These are highlights from The Nation‘s sports reporting over the past one hundred years with links to the full text of each article.
It Seems to Haywood Broun
Heywood Broun, October 23, 1929
Lefty Grove shattered the cruel slanders which have always followed lefthanders. It has been said since baseball first began that southpaws are unreliable, wild, and not to be trusted in a pinch. Yet when danger beckoned thickest it was always Grove who stood towering on the mound whipping over strikes against luckless batters.
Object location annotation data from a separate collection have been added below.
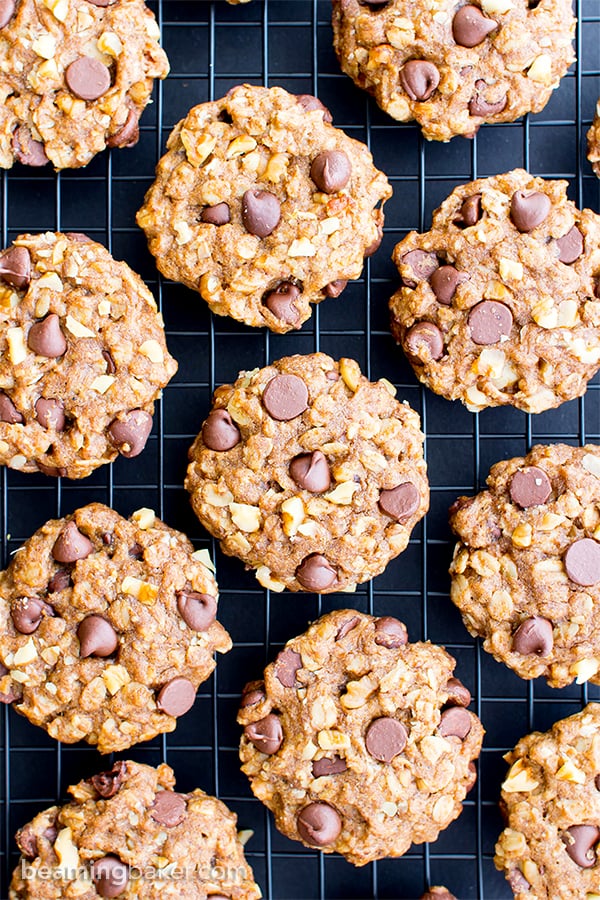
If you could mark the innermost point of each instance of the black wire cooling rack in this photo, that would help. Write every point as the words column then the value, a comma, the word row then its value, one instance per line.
column 213, row 46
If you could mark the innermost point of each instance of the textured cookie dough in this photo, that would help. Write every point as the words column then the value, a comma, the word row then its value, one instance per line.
column 127, row 833
column 308, row 472
column 500, row 302
column 551, row 801
column 263, row 206
column 526, row 570
column 452, row 66
column 82, row 356
column 358, row 741
column 75, row 76
column 107, row 627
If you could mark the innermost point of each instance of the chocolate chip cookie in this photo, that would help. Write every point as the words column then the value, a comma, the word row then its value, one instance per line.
column 308, row 472
column 500, row 300
column 127, row 833
column 551, row 801
column 358, row 741
column 526, row 570
column 75, row 76
column 453, row 65
column 108, row 627
column 264, row 207
column 82, row 356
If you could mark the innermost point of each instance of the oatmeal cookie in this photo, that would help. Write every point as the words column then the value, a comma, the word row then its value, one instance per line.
column 108, row 627
column 308, row 472
column 127, row 833
column 357, row 741
column 500, row 302
column 551, row 800
column 264, row 207
column 75, row 76
column 82, row 356
column 453, row 65
column 526, row 570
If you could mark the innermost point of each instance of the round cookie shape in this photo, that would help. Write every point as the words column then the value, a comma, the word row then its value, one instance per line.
column 500, row 299
column 263, row 207
column 108, row 627
column 526, row 569
column 551, row 799
column 82, row 356
column 361, row 765
column 77, row 76
column 452, row 67
column 116, row 827
column 309, row 473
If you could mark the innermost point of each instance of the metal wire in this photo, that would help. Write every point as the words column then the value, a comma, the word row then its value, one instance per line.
column 213, row 46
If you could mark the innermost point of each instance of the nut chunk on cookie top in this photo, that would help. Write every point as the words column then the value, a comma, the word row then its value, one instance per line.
column 127, row 833
column 311, row 474
column 107, row 627
column 75, row 76
column 551, row 801
column 358, row 741
column 264, row 207
column 82, row 356
column 526, row 570
column 500, row 300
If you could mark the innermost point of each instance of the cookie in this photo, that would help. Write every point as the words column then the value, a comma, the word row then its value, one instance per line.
column 308, row 472
column 526, row 570
column 75, row 76
column 264, row 207
column 82, row 356
column 500, row 300
column 551, row 800
column 127, row 833
column 453, row 66
column 358, row 741
column 108, row 627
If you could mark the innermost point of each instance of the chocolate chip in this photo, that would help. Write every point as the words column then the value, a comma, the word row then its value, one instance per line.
column 311, row 472
column 130, row 433
column 533, row 636
column 285, row 397
column 419, row 79
column 50, row 414
column 530, row 487
column 97, row 637
column 319, row 824
column 87, row 78
column 261, row 212
column 266, row 734
column 455, row 722
column 490, row 321
column 286, row 665
column 220, row 432
column 216, row 215
column 15, row 267
column 470, row 27
column 570, row 246
column 580, row 841
column 582, row 562
column 71, row 544
column 315, row 573
column 400, row 502
column 45, row 338
column 385, row 738
column 169, row 808
column 528, row 209
column 425, row 341
column 331, row 171
column 110, row 876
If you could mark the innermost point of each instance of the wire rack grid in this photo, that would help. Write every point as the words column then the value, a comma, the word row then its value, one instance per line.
column 213, row 46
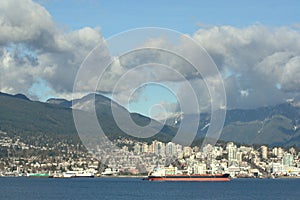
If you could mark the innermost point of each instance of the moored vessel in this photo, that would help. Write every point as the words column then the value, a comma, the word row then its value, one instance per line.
column 178, row 175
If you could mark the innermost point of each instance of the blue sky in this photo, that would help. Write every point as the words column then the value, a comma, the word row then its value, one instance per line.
column 255, row 44
column 184, row 16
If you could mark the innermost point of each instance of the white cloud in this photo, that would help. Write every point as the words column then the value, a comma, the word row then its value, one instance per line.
column 258, row 59
column 254, row 60
column 33, row 48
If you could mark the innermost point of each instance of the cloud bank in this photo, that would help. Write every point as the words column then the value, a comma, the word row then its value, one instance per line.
column 260, row 65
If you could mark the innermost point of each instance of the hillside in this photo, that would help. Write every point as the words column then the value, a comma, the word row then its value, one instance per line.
column 19, row 115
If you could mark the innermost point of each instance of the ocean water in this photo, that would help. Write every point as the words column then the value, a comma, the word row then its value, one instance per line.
column 135, row 188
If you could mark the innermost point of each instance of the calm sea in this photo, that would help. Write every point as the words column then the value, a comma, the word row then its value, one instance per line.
column 135, row 188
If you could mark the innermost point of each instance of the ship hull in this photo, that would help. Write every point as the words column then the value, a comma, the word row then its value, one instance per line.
column 209, row 178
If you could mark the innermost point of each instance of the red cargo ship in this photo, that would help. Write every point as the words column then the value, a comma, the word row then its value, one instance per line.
column 172, row 174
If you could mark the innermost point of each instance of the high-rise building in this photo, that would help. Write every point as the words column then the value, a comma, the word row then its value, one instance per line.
column 264, row 152
column 280, row 152
column 287, row 159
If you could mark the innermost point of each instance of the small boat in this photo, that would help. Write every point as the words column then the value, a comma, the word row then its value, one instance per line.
column 110, row 172
column 39, row 175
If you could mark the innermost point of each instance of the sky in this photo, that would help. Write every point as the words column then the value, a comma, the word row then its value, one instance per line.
column 255, row 45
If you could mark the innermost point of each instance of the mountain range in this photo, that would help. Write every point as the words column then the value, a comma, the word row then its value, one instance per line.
column 272, row 125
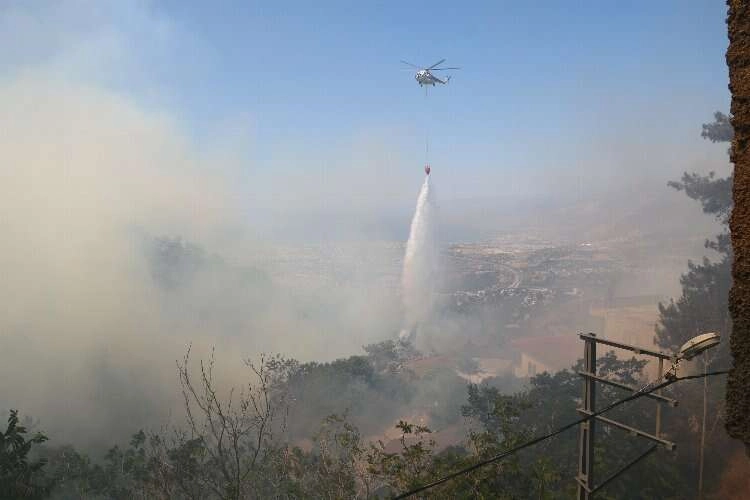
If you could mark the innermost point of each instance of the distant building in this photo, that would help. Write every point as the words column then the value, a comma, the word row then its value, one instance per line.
column 546, row 354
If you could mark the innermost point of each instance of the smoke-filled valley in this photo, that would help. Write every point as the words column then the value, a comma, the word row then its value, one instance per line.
column 188, row 262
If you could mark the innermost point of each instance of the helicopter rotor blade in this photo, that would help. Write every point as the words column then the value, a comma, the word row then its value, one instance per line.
column 441, row 61
column 412, row 65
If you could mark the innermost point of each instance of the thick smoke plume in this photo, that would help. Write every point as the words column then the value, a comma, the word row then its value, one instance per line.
column 420, row 264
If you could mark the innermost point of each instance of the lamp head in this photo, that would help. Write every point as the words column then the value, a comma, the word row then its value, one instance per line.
column 698, row 344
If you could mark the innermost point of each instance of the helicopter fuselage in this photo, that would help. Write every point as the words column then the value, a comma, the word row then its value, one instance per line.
column 424, row 77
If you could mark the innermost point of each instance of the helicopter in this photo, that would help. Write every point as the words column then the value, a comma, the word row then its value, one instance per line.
column 424, row 76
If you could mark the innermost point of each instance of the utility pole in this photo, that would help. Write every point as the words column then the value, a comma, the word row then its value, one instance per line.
column 586, row 437
column 703, row 427
column 584, row 479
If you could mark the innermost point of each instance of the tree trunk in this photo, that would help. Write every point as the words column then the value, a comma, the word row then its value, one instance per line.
column 738, row 60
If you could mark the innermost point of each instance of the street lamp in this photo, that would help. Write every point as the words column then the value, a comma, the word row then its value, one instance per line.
column 689, row 350
column 697, row 345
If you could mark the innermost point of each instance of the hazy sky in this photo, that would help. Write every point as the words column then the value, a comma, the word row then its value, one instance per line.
column 305, row 91
column 229, row 123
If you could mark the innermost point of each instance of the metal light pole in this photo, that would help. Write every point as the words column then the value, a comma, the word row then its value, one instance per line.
column 586, row 443
column 689, row 350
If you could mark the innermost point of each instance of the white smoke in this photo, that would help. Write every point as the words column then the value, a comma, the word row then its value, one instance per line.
column 420, row 264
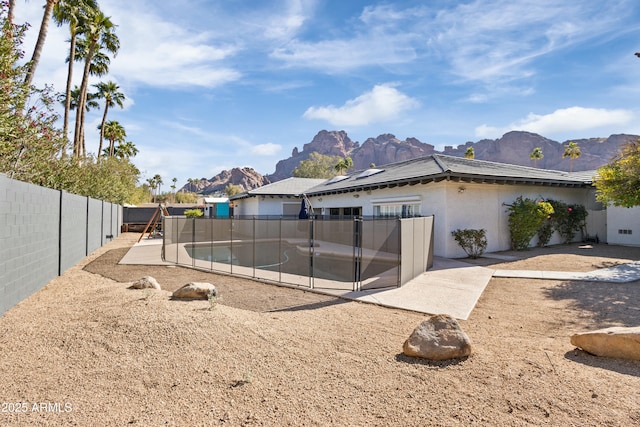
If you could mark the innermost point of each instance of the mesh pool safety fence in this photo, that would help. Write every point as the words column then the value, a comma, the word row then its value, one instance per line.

He at least did a yeoman service for the philosophy of efficiency, for when he sent the ball across the plate at lightning speed he exemplified the truth of the scientific formula, ‘You cannot hit what you cannot see.’
American Sports and American Life
John R. Tunis, June 25, 1930
Everyone who gets behind the scenes of American sporting life must be struck with the fact that there is amazingly little real sport left in the United States today. Over-organization has throttled the real spirit of sport, the feeling of the game for the game’s sake. It has substituted in place of this spirit not merely a desire for victory, but an alarming insistence on winning. Laugh if you will at the misguided idealism which sent our fathers out to die for dear old Yale; at least it was idealism. There is precious little idealism of any sort at present when a squad is asked to go out and die for a $15,000-a-year head coach.
Sports and Defense
Carl Reiss, March 1, 1941
The German use of sports as a preparation for war was even more thorough than the Russian and on a greater scale. The Nazis admitted it openly. Shortly before the 1936 Olympic Games, Hermann Teske, sports instructor at the Zossen military school near Berlin, published a pamphlet in which he said: ‘All German sport must have a purpose. The goal of physical training is readiness for defense.’….In the United States sports are taken seriously, probably too seriously. We like to think of ourselves as the leading sports nation in the world. But are we? We hold most of the records, but records aren’t everything. What do these victories mean in the light of our defense preparations?
O’Malley’s Double Play
David Cort, June 25, 1957
So baseball is not as important as housing or atomic fallout. Nevertheless, when it was announced that the Brooklyn Dodgers may go to Los Angeles and the New York Giants to San Francisco, several million Americans felt much as if they’d just been evicted or irradiated. To them and millions of others, the chief present passion in living is connected with the winning or losing of today’s ball game. Giants and Dodgers fans almost literally felt like a baby whose father deliberately drops it on its little soft head. The baby tried to understand that Father had his reasons and ended by wondering whether it really liked Daddy very much. The poor thing was in trauma.